For this example, we will use the table orders:
mysql> SHOW CREATE TABLE ordersG *************************** 1. row *************************** Table: orders Create Table: CREATE TABLE `orders` ( `O_ORDERKEY` int NOT NULL, `O_CUSTKEY` int NOT NULL, `O_ORDERSTATUS` char(1) COLLATE utf8mb4_bin NOT NULL, `O_TOTALPRICE` decimal(15,2) NOT NULL, `O_ORDERDATE` date NOT NULL, `O_ORDERPRIORITY` char(15) COLLATE utf8mb4_bin NOT NULL, `O_CLERK` char(15) COLLATE utf8mb4_bin NOT NULL, `O_SHIPPRIORITY` int NOT NULL, `O_COMMENT` varchar(79) COLLATE utf8mb4_bin NOT NULL, PRIMARY KEY (`O_ORDERKEY`) ) ENGINE=InnoDB DEFAULT CHARSET=utf8mb4 COLLATE=utf8mb4_bin
You can exclude columns that you don’t want to load to HeatWave:
mysql> ALTER TABLE orders MODIFY `O_COMMENT` varchar(79) NOT NULL NOT SECONDARY;
Now, define RAPID as SECONDARY_ENGINE for the table:
mysql> ALTER TABLE orders SECONDARY_ENGINE RAPID;
Make sure that you have the SECONDARY_ENGINE parameter added in the table definition:
ENGINE=InnoDB DEFAULT CHARSET=utf8mb4 COLLATE=utf8mb4_bin SECONDARY_ENGINE=RAPID
And finally, load the table into HeatWave:
mysql> ALTER TABLE orders SECONDARY_LOAD;
You can use EXPLAIN to check if it is using the correct engine.
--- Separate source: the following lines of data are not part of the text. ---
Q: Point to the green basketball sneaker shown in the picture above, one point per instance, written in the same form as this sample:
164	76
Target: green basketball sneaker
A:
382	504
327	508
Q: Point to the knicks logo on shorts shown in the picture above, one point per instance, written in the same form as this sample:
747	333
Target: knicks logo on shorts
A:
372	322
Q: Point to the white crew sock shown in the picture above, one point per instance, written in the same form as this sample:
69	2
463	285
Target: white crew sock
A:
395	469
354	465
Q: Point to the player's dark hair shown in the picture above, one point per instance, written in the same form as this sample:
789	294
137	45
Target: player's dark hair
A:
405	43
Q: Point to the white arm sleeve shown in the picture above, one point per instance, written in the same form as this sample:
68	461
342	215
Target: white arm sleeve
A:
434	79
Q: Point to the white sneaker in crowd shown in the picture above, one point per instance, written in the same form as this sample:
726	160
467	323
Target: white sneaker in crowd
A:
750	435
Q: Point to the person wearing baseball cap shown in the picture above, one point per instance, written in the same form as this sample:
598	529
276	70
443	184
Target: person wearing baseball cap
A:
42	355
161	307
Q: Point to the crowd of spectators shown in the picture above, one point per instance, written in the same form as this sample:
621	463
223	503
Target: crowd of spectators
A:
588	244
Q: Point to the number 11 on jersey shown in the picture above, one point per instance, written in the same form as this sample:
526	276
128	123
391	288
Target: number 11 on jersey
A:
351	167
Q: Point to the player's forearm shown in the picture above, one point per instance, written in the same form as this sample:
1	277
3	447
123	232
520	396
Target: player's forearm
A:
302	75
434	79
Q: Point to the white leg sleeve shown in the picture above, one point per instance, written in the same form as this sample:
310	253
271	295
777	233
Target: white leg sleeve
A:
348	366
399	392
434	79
You should see something like this:
Extra: Using where; Using temporary; Using filesort; Using secondary engine RAPID
On the MySQL official site, you can see a comparison between a normal execution and using HeatWave:
mysql> SELECT O_ORDERPRIORITY, COUNT(*) AS ORDER_COUNT FROM orders WHERE O_ORDERDATE >= DATE '1994-03-01' GROUP BY O_ORDERPRIORITY ORDER BY O_ORDERPRIORITY; +-----------------+-------------+ | O_ORDERPRIORITY | ORDER_COUNT | +-----------------+-------------+ | 1-URGENT | 2017573 | | 2-HIGH | 2015859 | | 3-MEDIUM | 2013174 | | 4-NOT SPECIFIED | 2014476 | | 5-LOW | 2013674 | +-----------------+-------------+ 5 rows in set (0.04 sec)
mysql> SELECT O_ORDERPRIORITY, COUNT(*) AS ORDER_COUNT FROM orders WHERE O_ORDERDATE >= DATE '1994-03-01' GROUP BY O_ORDERPRIORITY ORDER BY O_ORDERPRIORITY; +-----------------+-------------+ | O_ORDERPRIORITY | ORDER_COUNT | +-----------------+-------------+ | 1-URGENT | 2017573 | | 2-HIGH | 2015859 | | 3-MEDIUM | 2013174 | | 4-NOT SPECIFIED | 2014476 | | 5-LOW | 2013674 | +-----------------+-------------+ 5 rows in set (8.91 sec)
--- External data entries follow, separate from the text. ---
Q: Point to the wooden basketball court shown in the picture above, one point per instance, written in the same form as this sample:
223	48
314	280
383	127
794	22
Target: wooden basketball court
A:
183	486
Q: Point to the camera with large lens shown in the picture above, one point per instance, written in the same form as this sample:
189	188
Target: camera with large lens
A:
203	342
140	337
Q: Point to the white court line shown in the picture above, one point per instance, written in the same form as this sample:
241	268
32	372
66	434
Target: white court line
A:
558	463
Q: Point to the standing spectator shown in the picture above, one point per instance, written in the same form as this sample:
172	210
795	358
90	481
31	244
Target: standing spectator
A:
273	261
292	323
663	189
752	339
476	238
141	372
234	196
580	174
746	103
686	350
As you can see, there is an important difference in the time of the query, even in a simple query. For more information, you can refer to the official documentation.
A single MySQL Database can be used for both OLTP and Analytics Applications. It is 100% compatible with MySQL on-premises, so you can keep your OLTP workloads on-premises and offload your analytics workloads to HeatWave without changes in your application, or even use it directly on the Oracle Cloud to improve your MySQL performance for Analytics purposes.